LILLE VEGAS
Des rangées et des rangées de machines. Le rêve, en somme, pour celui qui aime le jeu et le bruit des machines à sous. Hier, on est venu tenter sa chance au casino à Lille. On ne sait jamais, la veine du débutant...
AURÉLIE JOBARD >
On a fait un effort sur sa tenue vestimentaire. Remarquez c’est normal, on est au casino. C’est chic. Et puis c’est un grand jour aussi.
Pour la direction du groupe Lucien Barrière tout d’abord. Depuis novembre, l’institution n’était ouverte qu’en soirée pour les amateurs de jeux de table.
Mais depuis hier, c’est le jackpot. L’accès à 150 machines à sous est proposé de 10 h à 4 h du matin. Alors pour celui qui aime flirter avec l’appât du gain, c’est le rêve. Et visiblement, ils sont nombreux.
Une heure après l’ouverture hier, la directrice de l’établissement, Patricia Legros, indiquait : « 93 entrées ». Il est seulement 11 h du matin. Bon disons qu’il y a l’afflux des curieux mais tout de même. On aime ce bruit, ce « gling, gling », visiblement. Ces euros qu’on a pris soin de transformer en jetons à la caisse. Ce bol qu’on agite avant de choisir scrupuleusement sa machine. Et de s’installer, enfin.

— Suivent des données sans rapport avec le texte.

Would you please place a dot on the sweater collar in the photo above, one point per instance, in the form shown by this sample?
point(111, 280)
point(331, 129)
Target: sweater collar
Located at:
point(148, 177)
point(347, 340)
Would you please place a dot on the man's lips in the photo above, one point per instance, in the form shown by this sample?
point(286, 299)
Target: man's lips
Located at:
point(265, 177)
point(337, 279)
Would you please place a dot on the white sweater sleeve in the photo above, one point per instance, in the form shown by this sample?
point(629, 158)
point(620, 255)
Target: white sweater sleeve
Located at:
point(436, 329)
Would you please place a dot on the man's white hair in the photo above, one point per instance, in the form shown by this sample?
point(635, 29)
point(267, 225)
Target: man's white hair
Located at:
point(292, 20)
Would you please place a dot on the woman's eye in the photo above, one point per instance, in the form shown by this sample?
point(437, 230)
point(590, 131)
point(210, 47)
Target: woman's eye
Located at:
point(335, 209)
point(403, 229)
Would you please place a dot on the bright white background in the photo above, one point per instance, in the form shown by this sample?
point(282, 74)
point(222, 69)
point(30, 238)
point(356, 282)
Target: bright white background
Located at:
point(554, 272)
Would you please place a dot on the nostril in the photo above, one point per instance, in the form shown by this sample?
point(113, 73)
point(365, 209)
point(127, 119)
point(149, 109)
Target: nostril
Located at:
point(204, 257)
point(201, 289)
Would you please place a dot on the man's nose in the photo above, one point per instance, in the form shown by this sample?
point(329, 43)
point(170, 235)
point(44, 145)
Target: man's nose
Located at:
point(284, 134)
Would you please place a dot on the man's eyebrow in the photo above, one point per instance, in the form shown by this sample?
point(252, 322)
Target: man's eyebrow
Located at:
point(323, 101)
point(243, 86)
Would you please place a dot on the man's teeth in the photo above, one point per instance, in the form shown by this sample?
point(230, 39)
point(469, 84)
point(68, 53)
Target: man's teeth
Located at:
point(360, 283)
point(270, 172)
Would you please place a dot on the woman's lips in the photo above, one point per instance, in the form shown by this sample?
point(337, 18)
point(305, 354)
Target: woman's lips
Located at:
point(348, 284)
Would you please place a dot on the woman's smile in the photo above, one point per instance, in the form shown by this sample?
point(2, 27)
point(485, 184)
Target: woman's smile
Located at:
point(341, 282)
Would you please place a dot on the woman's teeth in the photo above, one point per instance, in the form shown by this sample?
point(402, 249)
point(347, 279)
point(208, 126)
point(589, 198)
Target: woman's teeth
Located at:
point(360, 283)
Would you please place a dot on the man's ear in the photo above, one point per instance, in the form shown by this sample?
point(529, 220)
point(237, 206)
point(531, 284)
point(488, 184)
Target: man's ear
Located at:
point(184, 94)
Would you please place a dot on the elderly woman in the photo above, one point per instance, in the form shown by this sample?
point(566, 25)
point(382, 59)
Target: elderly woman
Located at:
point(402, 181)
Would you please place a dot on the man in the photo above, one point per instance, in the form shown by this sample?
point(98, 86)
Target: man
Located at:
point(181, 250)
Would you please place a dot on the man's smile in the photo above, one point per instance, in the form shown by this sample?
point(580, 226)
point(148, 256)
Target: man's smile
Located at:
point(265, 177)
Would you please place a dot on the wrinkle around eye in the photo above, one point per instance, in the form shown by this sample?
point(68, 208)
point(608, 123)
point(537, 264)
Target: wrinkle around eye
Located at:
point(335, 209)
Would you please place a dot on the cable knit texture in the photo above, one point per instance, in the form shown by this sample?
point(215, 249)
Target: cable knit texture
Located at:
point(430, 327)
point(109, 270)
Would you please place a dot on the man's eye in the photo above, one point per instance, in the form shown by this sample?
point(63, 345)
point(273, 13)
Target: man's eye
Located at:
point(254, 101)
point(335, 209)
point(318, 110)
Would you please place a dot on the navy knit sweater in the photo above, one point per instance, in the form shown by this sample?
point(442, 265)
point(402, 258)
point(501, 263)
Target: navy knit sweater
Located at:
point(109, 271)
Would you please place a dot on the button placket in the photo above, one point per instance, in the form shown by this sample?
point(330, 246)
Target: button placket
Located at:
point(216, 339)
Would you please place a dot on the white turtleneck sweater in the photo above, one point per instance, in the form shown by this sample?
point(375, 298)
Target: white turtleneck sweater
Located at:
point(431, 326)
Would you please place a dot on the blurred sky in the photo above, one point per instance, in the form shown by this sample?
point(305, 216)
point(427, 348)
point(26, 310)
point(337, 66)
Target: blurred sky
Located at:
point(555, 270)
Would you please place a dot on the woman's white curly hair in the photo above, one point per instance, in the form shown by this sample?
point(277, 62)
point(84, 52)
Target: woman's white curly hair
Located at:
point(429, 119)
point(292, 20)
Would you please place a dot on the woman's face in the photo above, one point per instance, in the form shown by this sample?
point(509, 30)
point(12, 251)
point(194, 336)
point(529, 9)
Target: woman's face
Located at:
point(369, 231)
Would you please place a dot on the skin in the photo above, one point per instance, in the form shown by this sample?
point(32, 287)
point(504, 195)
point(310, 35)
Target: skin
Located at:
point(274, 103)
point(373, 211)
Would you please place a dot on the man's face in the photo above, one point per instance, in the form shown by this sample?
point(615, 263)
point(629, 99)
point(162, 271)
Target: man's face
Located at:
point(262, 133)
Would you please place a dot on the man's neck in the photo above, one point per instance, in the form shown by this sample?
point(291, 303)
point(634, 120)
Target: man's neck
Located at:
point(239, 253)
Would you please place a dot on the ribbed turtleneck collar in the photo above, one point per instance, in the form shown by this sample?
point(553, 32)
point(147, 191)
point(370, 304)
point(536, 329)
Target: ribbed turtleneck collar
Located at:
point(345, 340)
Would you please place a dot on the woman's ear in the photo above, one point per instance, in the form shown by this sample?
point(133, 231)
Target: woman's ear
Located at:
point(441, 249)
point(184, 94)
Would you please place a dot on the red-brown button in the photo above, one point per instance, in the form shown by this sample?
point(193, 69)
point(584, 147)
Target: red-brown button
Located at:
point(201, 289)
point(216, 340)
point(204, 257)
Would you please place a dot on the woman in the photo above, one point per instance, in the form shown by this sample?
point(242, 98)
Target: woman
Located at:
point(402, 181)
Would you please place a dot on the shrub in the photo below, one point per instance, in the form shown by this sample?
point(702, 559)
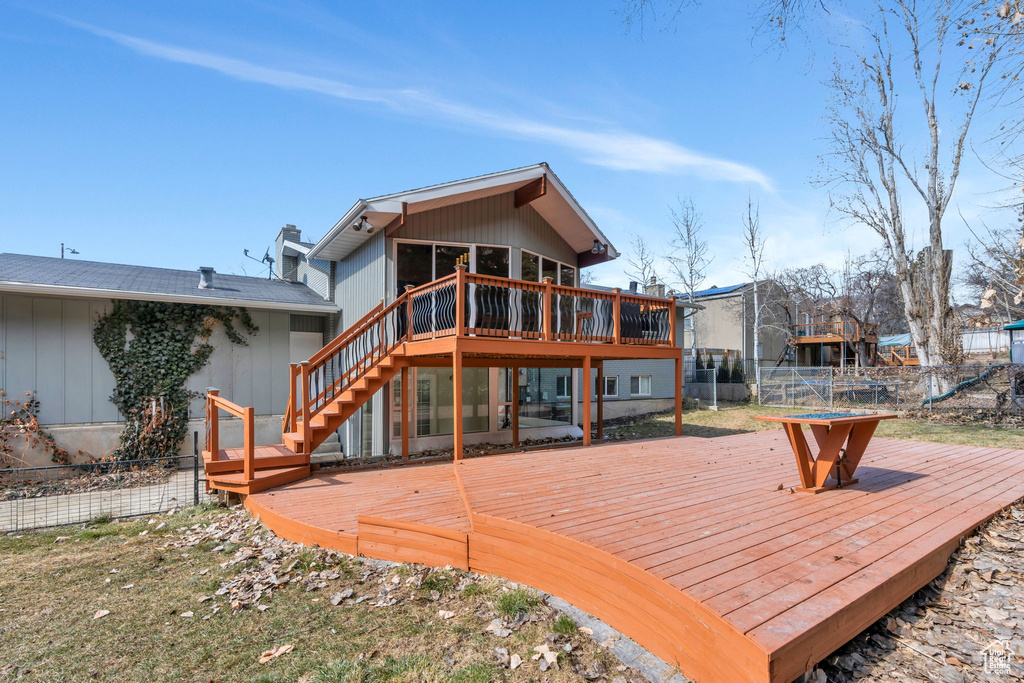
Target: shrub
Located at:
point(515, 602)
point(737, 372)
point(723, 371)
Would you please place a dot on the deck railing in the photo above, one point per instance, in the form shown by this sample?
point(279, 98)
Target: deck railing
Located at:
point(214, 404)
point(848, 330)
point(467, 304)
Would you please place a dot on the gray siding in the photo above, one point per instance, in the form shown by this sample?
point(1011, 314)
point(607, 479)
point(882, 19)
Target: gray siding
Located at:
point(46, 348)
point(663, 377)
point(492, 220)
point(315, 274)
point(360, 281)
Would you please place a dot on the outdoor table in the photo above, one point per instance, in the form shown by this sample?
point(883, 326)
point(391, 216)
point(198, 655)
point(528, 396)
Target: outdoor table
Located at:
point(832, 431)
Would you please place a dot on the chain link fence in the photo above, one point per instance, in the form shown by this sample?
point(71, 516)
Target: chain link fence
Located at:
point(54, 496)
point(998, 389)
point(702, 387)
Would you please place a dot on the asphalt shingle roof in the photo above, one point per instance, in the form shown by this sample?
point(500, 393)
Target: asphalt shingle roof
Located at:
point(719, 290)
point(25, 269)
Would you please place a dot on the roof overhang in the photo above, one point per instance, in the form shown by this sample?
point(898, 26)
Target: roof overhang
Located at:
point(91, 293)
point(556, 205)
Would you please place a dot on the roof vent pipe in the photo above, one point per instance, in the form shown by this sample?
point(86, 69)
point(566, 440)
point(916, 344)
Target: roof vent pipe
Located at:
point(206, 278)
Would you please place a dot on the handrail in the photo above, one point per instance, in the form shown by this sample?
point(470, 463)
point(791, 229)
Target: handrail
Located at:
point(214, 403)
point(463, 304)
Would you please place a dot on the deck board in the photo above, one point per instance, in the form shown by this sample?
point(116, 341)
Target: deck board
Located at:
point(694, 547)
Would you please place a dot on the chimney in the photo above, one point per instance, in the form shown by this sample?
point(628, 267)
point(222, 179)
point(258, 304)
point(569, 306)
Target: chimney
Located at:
point(654, 288)
point(290, 233)
point(206, 278)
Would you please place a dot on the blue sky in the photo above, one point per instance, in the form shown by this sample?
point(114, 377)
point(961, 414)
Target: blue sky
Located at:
point(177, 134)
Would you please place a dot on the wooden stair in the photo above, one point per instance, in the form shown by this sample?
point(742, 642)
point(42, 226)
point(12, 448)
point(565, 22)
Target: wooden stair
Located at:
point(236, 482)
point(343, 406)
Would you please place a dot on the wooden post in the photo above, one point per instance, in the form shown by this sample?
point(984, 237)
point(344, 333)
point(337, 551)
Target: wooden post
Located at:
point(409, 317)
point(586, 399)
point(404, 413)
point(457, 401)
point(307, 432)
point(515, 406)
point(672, 321)
point(213, 420)
point(679, 394)
point(249, 442)
point(293, 374)
point(460, 300)
point(616, 316)
point(546, 306)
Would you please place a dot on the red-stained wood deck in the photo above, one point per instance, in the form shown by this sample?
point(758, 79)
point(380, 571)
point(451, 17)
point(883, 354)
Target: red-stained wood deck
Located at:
point(685, 544)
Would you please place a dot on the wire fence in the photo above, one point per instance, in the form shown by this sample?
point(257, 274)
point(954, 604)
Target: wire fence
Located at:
point(996, 389)
point(54, 496)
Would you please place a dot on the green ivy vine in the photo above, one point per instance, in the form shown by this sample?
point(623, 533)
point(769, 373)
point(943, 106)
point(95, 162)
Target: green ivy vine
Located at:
point(153, 348)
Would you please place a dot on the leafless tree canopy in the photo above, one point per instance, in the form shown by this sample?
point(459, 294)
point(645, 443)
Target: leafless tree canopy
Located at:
point(994, 273)
point(641, 261)
point(687, 256)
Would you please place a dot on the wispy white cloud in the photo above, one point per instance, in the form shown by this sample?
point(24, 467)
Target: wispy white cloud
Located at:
point(611, 148)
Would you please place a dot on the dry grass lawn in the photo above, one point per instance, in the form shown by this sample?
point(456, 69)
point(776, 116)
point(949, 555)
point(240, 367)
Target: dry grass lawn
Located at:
point(739, 418)
point(52, 585)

Ce couple, par exemple. Tous deux viennent de Denain. Habituellement, ils fréquentent le casino de Saint-Amand, mais comme plusieurs le font savoir, « là-bas, on ne gagne plus rien et l’accueil est mauvais ». Alors on vient, comme beaucoup, tenter une énième chance. On ne sait jamais. Et ce casino, à Lille, c’est comment alors ? « Pour nous, c’est bien, on teste de nouvelles machines. Moi ce que j’aime, c’est toutes ces lumières et ces boutons qui clignotent », poursuit le couple. « Un peu trop de bruit en revanche. Trop de musique, on n’arrive pas à se concentrer sur notre jeu ». Remarque rapidement prise en compte. En revanche, bizarrement, les danseuses du ventre qui défilent, entre les machines à sous, ne semblent pas perturber nos joueurs. Et encore moins les clients du restaurant, la plupart, des seniors, qui profitent « du menu très raisonnable ». Comme Alain et Monique qui eux, pour le coup, ne sont pas ici pour décrocher le gros lot mais plutôt, « pour changer d’ambiance. On vient de Frévent. De la campagne, en fait, et avec toutes ces lumières, on a l’impression d’être en Amérique sans même avoir pris l’avion ». La directrice, elle, rêve de « vrais » touristes avec l’ouverture du casino définitif d’ici un an. Une « mise » qui fait doucement rire les Verts.